• format 0.939000 for breaking the 9.3GB barrier

    From Adam Borowski@21:1/5 to All on Sat Sep 16 17:00:01 2023
    Hi!
    The deb-2.0 format suffers from being unable to carry data larger than 9.3GB (10 gibiwhatever bytes -- this limitation uses a weird radix of 10, unusual
    in computing, might be related to twice the number of fingers some apes have
    on their appendage, or half of the total number of fingers that species of
    ape has in total).

    And we're closer and closer to get there: the last time we spoke, max
    package size was 1.7GB, it's 5.5GB today. In fact, judging by
    Installed-Size alone, some other packages would already breach this limit,
    had they shipped the data instead of fetching it from the Interwebs.

    The current max is kicad-packages3d_7.0.7-1_all.deb with data.tar
    5839452160 bytes in size.


    There were suggestions of other package format, but to my knowledge none
    have been implemented or even researched. Which leaves the deb-old format (version 0.939000; I'll round it to "1" hereafter).

    As far as I know, format 2.0 was devised with some undescribed extensions
    in mind; none of those extensions has appeared during 28 years since we
    made the switch -- any new stuff has gone into control.tar instead.

    Thus, I propose we revert to the old format.

    Benefits:
    * no 10¹⁰ data.tar limit
    * it unpacks 1% faster than 2.0
    Concerns:
    * no support for compressors other than cat/ncompress/gzip yet
    * external tools may not know it

    The speed-up benefit is a bit puzzling, but consistently shows up in my benchmarks, using any underlying compressor.
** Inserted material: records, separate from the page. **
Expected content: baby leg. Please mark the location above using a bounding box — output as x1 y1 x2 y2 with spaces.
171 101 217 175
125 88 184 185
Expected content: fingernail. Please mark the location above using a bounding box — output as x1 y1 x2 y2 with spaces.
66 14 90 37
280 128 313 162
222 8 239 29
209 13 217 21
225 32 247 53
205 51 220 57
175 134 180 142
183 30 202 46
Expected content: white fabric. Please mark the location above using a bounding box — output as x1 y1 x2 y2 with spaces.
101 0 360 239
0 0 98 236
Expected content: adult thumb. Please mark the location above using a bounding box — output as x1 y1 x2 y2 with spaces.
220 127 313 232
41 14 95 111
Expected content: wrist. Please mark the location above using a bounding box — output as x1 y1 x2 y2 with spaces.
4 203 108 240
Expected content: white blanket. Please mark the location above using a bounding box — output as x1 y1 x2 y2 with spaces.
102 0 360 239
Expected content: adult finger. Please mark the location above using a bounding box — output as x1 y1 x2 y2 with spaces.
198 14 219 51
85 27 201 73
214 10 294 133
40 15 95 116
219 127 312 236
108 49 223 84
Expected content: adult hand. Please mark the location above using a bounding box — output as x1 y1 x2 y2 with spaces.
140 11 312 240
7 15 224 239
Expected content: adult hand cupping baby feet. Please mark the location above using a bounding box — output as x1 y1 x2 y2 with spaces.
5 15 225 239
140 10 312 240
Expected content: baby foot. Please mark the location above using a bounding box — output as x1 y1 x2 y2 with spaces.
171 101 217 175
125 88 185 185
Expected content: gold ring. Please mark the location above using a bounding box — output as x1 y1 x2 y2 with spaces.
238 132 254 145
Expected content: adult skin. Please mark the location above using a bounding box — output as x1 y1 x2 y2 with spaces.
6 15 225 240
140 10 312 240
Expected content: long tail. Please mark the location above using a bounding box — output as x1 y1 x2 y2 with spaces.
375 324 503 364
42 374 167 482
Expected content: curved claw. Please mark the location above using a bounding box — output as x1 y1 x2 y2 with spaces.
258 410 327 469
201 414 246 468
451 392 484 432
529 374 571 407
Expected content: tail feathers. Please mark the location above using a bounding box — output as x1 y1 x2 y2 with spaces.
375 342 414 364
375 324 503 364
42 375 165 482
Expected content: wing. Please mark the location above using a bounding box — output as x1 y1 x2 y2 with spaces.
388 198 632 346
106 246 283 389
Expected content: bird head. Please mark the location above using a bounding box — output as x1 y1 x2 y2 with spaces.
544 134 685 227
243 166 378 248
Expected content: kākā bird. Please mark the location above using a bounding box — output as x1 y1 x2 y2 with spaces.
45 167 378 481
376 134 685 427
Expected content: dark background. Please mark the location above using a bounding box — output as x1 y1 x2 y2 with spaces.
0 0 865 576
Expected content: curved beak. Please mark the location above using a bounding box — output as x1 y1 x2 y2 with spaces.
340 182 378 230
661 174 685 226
It's even present, to a
    smaller degree, in zunpack (my reimplementation using libarchive, part of stalled zdebootstrap) -- which should have no overhead for ar pieces.

    As for other compressors:
    * format 2.0 explicitly names .deb components, currently supporting .tar
    .tar.{xz,gz,bz2,zst}
    * format 0.939 uses /bin/gzip to do format sniffing, currently supporting
    .tar .tar.Z .tar.gz (there's also an #ifdefed internal implementation,
    which afaik does the same but doesn't support .Z)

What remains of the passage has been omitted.